The plan had been to take the bus to the stop on Marsh Lane and walk the mile or so to the reservoir. Unfortunately the bus was diverted due to roadworks and couldn't get any closer than the stop near the station. Which wasn't a great hardship, just adding half a mile to the walk though I could have done without the last uphill stretch to Marsh Lane with a strong breeze blowing rain in my ear.

Marsh Lane

Looking back towards Oxenhope 

That strong breeze was in my face all the way to the reservoir. Every so often the thick drizzle would become a heavy shower of horizontal rain. I wondered why I do this but was very much enjoying the scenery. Robins and great tits sang, goldfinches twittered and jackdaws noisily bounced about the fields.

The field beyond the trees on Oxenhope Common held a couple of hundred black-headed gulls together with a dozen or so herring gulls, a similar number of greylags and a few mallards. Further along a flock of curlews called loudly as the wind blew them over the slopes.

I'd seen the reservoir from the bus as we approached Oxenhope. I couldn't see it from the road and I couldn't find a way onto the maintenance road running by the reservoir that didn't have a locked gate in the way. There have been some good photos of the grebe posted on social media so there must be in a way in I couldn't find. 

Leeshaw Reservoir 

I retraced my steps and followed a footpath up the hill by the corner of the road that gave me an overview of the reservoir. The light was tricky: the wind was scudding the clouds past and at any moment the light could be bright or dark, flat or high contrast. The raft of herring gulls, lesser black-backs and black-headed gulls merged in and out with the greys of the very choppy water as the light changed.

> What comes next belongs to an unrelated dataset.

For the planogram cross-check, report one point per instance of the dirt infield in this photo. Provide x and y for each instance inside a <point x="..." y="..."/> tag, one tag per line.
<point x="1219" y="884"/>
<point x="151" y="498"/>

I was having no luck finding a grebe of any sort. Then I saw a greylag sitting on its own on the water. If I could have missed a greylag that long I could have missed a grebe so I set about scanning the reservoir again. All the time I was searching there was a background cacophony from a mixed flock of Canada geese and greylags on the field on the far side of the reservoir and a dozen oystercatchers getting giddy in the wind on the waterside.

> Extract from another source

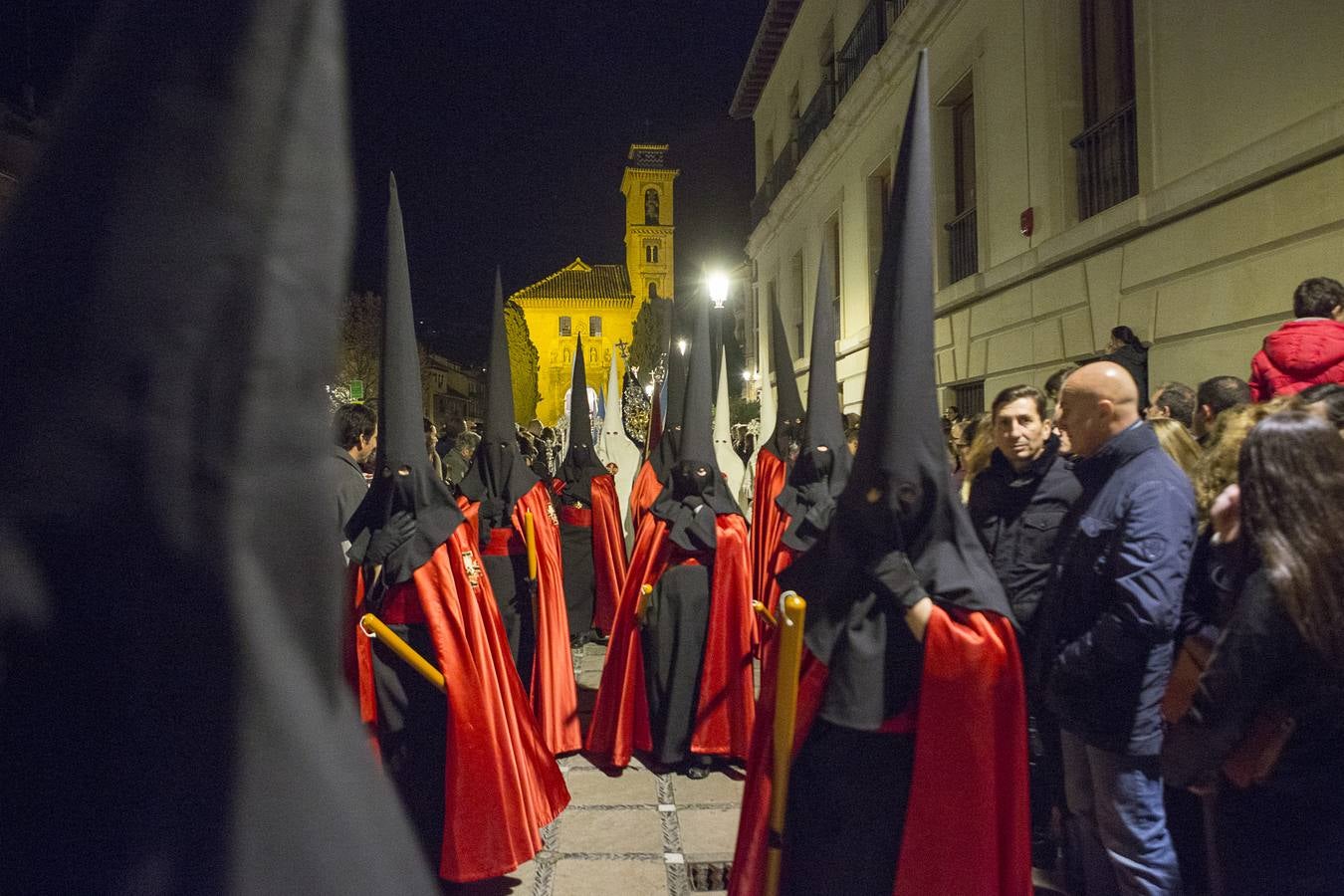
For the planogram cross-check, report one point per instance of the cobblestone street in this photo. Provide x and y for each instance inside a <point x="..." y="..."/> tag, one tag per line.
<point x="641" y="831"/>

Ironically, it was when I lowered my binoculars to give my arms a rest I spotted the grebe. The light caught it as it rode the crest of a wave. I lost it as I put the bins to my eyes but I knew roughly where to look and picked it up a minute or two later. It wasn't the best of views, distant and backlit, but the solid-looking grey neck ruled out great crested grebe and confirmed I had the red-necked grebe in my sights. I lingered a bit in the rain in the hopes of getting a better view but it wasn't happening.

As I started back down the path a flock of greylags rose from the field by the reservoir and headed over to the common.

Walking back to Marsh Lane

I checked the times, I was okay for the bus back to Hebden Bridge. As I walked back the rain stopped and the sun threatened to come out a few times. Noisy gangs of rooks joined the jackdaws and greenfinches joined the goldfinches. The walking was considerably easier with a strong, warm breeze on my back.

Sparrowhawk, Oxenhope Millennial Green

I got into Oxenhope with quarter of an hour to spare for the bus so I had a quick look at the Millennial Green by the road that had been closed. There had been plenty of robins, blue tits, great tits and sparrows in the gardens I'd walked past so I was surprised there weren't any birds in the trees by the stream. Then I saw the sparrowhawk having a bath. It spotted me and flew up onto a branch so it could give me a hard glare.

The scenery on the bus ride back was just as splendid and crowds of rooks joined the jackdaws in the fields as we came back down towards Hebden Bridge.

I'd had pretty much my worst view of a red-necked grebe but I'd seen it, I'd had an inexpensive day out in Pennine scenery and had had a bit of exercise so I wasn't complaining.